147 abonnés 359 critiques Suivre son activité

4,0
Publiée le 22 janvier 2026
Jamais dans le mélodrame trop appuyé, mais toujours dans l'émotion sensible de son portrait, HERMANUS livre un moment de cinéma aussi délicat que son héros, aussi subtil que son sujet, aussi émouvant qu'une longue mélodie, qui resterait en tête à la fin d'un album
laurent s.
laurent s.

14 critiques Suivre son activité

4,0
Publiée le 22 janvier 2026
Un récit lent, presque méditatif, qui retrace la brève et intense relation entre deux jeunes hommes.

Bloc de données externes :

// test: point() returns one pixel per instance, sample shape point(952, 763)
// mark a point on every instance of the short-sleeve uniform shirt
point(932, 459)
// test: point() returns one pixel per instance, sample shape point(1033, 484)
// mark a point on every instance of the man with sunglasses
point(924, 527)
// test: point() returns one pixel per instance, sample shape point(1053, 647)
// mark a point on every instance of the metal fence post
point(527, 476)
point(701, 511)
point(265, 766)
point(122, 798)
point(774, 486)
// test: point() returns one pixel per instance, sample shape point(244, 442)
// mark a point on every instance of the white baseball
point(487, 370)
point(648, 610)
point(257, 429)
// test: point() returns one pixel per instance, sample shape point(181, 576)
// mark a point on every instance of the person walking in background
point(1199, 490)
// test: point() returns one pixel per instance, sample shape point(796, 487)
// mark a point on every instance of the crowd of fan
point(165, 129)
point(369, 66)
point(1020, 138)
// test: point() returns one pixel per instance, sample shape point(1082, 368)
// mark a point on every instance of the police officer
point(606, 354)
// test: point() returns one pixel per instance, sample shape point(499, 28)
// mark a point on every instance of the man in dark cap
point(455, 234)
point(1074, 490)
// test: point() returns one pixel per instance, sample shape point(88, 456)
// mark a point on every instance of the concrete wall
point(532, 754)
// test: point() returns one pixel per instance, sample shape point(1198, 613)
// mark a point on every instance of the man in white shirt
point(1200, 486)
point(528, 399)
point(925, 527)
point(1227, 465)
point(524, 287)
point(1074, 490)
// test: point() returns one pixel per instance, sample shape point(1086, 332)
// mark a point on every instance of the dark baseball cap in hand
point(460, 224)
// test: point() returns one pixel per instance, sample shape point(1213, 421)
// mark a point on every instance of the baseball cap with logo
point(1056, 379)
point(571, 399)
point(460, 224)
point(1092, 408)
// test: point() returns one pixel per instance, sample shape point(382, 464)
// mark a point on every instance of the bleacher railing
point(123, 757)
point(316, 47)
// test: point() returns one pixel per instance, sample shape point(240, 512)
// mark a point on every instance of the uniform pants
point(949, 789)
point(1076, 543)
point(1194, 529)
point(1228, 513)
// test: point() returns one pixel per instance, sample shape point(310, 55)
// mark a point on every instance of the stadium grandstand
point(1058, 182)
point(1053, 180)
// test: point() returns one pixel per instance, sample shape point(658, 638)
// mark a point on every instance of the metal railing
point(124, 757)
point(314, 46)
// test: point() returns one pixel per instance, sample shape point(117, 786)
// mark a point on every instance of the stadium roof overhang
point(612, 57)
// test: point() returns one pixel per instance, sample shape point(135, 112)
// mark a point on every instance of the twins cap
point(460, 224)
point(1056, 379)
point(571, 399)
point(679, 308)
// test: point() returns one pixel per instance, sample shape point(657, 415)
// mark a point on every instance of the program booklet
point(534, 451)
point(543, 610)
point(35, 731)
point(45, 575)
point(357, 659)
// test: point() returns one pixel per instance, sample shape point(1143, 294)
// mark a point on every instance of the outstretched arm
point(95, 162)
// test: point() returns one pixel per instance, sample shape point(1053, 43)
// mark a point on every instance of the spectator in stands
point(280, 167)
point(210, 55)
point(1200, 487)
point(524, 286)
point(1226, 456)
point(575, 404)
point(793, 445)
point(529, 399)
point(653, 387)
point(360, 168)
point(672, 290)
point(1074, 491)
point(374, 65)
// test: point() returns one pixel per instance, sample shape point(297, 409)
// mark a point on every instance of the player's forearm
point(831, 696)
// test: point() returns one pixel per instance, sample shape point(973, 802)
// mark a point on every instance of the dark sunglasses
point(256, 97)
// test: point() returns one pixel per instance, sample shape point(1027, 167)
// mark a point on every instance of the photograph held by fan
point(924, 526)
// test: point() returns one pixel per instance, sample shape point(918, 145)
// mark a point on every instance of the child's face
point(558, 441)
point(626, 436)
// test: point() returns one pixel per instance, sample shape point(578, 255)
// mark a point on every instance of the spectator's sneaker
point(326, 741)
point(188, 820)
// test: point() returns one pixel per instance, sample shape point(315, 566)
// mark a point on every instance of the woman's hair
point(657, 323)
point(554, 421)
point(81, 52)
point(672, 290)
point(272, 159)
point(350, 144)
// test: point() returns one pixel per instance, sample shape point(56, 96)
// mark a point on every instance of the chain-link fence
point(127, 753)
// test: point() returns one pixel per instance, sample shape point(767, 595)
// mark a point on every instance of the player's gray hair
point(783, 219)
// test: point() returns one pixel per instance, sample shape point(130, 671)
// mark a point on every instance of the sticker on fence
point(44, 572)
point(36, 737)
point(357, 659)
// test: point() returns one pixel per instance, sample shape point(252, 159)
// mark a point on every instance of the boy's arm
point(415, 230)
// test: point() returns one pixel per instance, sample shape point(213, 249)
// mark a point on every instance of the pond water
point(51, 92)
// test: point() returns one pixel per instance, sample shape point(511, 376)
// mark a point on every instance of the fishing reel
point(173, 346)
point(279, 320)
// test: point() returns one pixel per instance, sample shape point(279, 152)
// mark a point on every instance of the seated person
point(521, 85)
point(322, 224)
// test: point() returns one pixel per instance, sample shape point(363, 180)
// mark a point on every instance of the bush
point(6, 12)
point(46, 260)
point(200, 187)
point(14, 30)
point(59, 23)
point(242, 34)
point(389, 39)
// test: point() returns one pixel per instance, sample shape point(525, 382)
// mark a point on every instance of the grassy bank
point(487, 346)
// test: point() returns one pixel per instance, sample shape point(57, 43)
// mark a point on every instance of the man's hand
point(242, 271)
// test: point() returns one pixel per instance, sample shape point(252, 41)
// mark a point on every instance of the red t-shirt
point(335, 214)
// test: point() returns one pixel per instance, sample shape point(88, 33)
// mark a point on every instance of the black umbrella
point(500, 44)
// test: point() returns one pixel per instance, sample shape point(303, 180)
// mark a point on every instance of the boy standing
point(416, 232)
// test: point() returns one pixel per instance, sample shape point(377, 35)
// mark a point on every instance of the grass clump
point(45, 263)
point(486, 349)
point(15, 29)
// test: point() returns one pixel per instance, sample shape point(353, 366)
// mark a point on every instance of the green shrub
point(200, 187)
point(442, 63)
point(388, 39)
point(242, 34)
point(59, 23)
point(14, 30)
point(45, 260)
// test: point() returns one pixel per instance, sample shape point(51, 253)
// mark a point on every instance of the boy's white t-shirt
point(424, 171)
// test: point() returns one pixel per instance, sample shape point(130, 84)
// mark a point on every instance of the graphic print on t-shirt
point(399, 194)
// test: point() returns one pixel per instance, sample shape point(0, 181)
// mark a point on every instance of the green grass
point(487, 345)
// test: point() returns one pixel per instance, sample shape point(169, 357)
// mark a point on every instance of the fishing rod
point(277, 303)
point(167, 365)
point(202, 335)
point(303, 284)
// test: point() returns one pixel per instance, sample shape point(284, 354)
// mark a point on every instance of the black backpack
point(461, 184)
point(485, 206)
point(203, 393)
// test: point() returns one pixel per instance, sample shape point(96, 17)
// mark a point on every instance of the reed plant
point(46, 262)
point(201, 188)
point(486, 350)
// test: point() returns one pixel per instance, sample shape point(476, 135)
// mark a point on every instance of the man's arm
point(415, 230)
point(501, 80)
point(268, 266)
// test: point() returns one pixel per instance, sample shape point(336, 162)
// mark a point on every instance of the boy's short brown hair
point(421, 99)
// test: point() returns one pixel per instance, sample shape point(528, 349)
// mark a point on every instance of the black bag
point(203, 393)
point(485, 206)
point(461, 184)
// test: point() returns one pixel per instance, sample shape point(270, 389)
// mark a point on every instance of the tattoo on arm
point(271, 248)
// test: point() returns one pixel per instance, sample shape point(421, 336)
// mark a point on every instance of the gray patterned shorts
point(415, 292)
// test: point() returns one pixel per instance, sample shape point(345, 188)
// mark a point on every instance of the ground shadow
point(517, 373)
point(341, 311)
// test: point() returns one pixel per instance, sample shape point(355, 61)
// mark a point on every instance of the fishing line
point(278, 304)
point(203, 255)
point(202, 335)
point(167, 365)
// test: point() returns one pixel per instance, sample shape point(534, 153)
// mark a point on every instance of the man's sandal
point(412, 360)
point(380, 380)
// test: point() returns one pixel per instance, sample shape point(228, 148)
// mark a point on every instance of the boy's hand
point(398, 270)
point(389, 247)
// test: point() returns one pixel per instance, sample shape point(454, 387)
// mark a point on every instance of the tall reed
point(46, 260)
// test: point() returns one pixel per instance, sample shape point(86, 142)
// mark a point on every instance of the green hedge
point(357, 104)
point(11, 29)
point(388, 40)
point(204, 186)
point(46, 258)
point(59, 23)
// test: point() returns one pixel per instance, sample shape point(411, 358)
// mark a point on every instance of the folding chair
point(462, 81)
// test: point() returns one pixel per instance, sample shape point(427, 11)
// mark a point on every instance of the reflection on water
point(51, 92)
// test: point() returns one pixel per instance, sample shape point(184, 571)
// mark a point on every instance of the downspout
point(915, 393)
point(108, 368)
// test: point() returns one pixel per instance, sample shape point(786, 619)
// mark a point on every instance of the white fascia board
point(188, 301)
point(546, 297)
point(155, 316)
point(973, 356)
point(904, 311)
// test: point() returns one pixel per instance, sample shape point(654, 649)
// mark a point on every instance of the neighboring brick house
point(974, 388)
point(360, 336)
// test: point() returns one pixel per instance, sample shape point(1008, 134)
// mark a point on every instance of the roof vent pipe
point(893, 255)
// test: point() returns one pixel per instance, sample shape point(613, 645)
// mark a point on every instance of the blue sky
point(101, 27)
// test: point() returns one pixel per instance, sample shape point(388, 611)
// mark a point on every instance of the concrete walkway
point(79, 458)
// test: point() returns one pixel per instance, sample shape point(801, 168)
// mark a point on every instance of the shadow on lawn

Les plans sont magnifiques. Les deux acteurs sont superbes
Gwen R
Gwen R

54 abonnés 577 critiques Suivre son activité

3,0
Publiée le 19 janvier 2026
Un film avec Josh O Connor et Paul Mescal a peu de chance d'être mauvais. Le film est malheureusement un peu plat et hésite entre traiter de la romance des deux protagonistes et le sujet de la musique.
Gentilbordelais

402 abonnés 3 541 critiques Suivre son activité

2,5
Publiée le 3 janvier 2026
Le point de départ, la collecte de chansons dans les contrées de l'Amérique pour en conserver un héritage est aussi intéressant qu'original. Mais l'essentiel est bien l'histoire, assez brève et pudique, entre ces deux hommes en filigrane. la nostalgie du souvenir qui hante, les regrets d'une vie sont saisis, sur un rythme lancinant, par O. Hermanus. Si le récit patine et s'étire par moments, l'aspect passionnel, alors retenu, se révélera dans la dernière partie du film. J. O'Connor et P. Mescal poursuivent chacun une carrière décidément à suivre.
gleegreyschuck
gleegreyschuck

15 abonnés 45 critiques Suivre son activité

4,5
Publiée le 2 janvier 2026
Film découvert en avant-première au festival du cinéma américain de Deauville.
Une immersion sensorielle et poétique dans l'histoire américaine du début du XXème siècle à travers une histoire d'amour hors du temps sur fond de musique folk.
Jean-Francois D.
Jean-Francois D.

30 abonnés 43 critiques Suivre son activité

4,0
Publiée le 24 novembre 2025
Film vu dans le cadre de Chéris chéries. Il est difficile de ne pas penser à la référence absolue qu’est Brokeback Mountain dans le « genre » du drame sentimental gay. Mais si le scénario n’est pas d’une originalité folle, le jeu impeccable des acteurs et la bande son en font un beau film qui mérite d’être vu par un large public.
FaRem

10 571 abonnés 11 461 critiques Suivre son activité

3,0
Publiée le 11 novembre 2025
« Comme si la mélodie avait le pouvoir d'alléger le poids de la souffrance. » "The History of Sound" raconte une histoire d'amour qui traverse le temps malgré une période incertaine marquée par la Première Guerre mondiale. Les sentiments restent au même titre que ces chansons traditionnelles que Lionel et David décident d'enregistrer sur des cylindres phonographiques. Des chansons pour la prospérité et pour se souvenir de certains moments puisque chacune d'elles renferme une histoire. Ce passage est, pour moi, le plus réussi du film que ce soit pour les musiques ou cette période un peu suspendue dans le temps. Cette quête de chansons folkloriques dans un but de transmission et de préservation m'a fait penser à "All You Need Is Death" même si l'œuvre de Paul Duane est un film d'horreur. Pour le reste, c'est une romance qui n'est pas forcément démonstrative puisqu'il est surtout question d'absence et de silence. Ensemble ou séparément, Paul Mescal et Josh O'Connor transmettent suffisamment de choses pour combler un scénario trop souvent dans la retenue. En somme, un film délicat et parfois touchant.
so-k-line
so-k-line

8 abonnés 39 critiques Suivre son activité

3,0
Publiée le 14 novembre 2025
Très touchant, belle performance de Josh O'Connor et Paul Mescal. Un peu dans l'esprit de brokeback mountain.